Solo una vez al año, a las diez en punto del Jueves Santo, Murcia se queda a oscuras. Apenas el parpadeo de algún semáforo distraído ilumina la carrera nazarena. El cortejo central de la Semana Santa, el que parte de San Lorenzo, el que saca a las calles de la ciudad el inquietante Cristo del Refugio, procesión de luto donde sus cofrades hacen voto de silencio desde que, en sus hogares, visten la túnica negra y morada.
Madrugada de corales que, en cada esquina, quiebran el silencio impuesto en el recorrido, siempre nutrido de espectadores aunque la noche esté avanzada.
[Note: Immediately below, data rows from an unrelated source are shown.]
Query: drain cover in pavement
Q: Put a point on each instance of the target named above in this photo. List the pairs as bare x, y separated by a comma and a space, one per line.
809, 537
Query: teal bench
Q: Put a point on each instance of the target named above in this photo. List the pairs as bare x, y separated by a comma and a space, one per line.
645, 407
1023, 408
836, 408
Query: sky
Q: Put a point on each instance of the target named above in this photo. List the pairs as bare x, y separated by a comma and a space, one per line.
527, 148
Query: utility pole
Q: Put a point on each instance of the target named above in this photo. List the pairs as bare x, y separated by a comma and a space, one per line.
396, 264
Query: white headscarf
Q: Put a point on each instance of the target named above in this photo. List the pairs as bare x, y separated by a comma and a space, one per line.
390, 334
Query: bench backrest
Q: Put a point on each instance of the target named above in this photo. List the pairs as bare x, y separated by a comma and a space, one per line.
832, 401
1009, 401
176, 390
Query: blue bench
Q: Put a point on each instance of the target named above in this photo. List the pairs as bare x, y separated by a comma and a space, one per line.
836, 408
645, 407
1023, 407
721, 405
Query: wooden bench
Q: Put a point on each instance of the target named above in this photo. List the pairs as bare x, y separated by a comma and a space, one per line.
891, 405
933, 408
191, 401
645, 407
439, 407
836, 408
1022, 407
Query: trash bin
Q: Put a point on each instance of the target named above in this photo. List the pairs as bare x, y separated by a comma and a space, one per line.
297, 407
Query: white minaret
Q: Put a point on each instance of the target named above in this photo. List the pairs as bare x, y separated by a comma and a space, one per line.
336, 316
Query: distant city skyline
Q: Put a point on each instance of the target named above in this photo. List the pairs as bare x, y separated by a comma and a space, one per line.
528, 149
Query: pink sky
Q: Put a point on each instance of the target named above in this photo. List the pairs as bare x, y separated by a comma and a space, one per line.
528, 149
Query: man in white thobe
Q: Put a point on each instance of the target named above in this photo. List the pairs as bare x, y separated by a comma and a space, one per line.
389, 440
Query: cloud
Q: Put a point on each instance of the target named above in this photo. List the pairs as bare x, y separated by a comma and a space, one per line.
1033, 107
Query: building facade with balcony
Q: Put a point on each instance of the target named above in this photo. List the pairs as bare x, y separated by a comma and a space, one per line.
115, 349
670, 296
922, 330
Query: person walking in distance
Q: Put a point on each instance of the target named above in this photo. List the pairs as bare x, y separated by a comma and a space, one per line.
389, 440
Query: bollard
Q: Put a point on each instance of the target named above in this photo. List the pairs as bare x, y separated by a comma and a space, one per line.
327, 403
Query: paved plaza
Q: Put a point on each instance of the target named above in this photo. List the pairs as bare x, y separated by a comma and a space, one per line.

Pasa Cristo muerto en un trono de plata entre enormes faroles, entre los capuces de sus estantes que, descalzos, andan. Y resuena en la tarima antigua el golpe de la campana, que este trono así camina. Calle a calle, portal a portal, la ciudad está a oscuras.
Calles y nubes oscuras, no hay pájaros que arañen el cielo, ni música ni más lamento que el andar firme y sereno del Crucificado que arranca suspiros en San Lorenzo. La procesión va pasando sobre un lecho de sombrío asfalto, sin caramelos. Túnicas de antifaz morado y, entre las filas, monaguillos que parecen asustados. Como para no asustarse, si no cabe más sufrimiento.
Pasa el Cristo del Refugio. Ni las estrellas se atreven a iluminar su rostro. Su mirada, derrotada, buscando en las filas consuelo. Pero nadie grita su nombre, nadie acude a socorrerlo, avanza el desfile en silencio.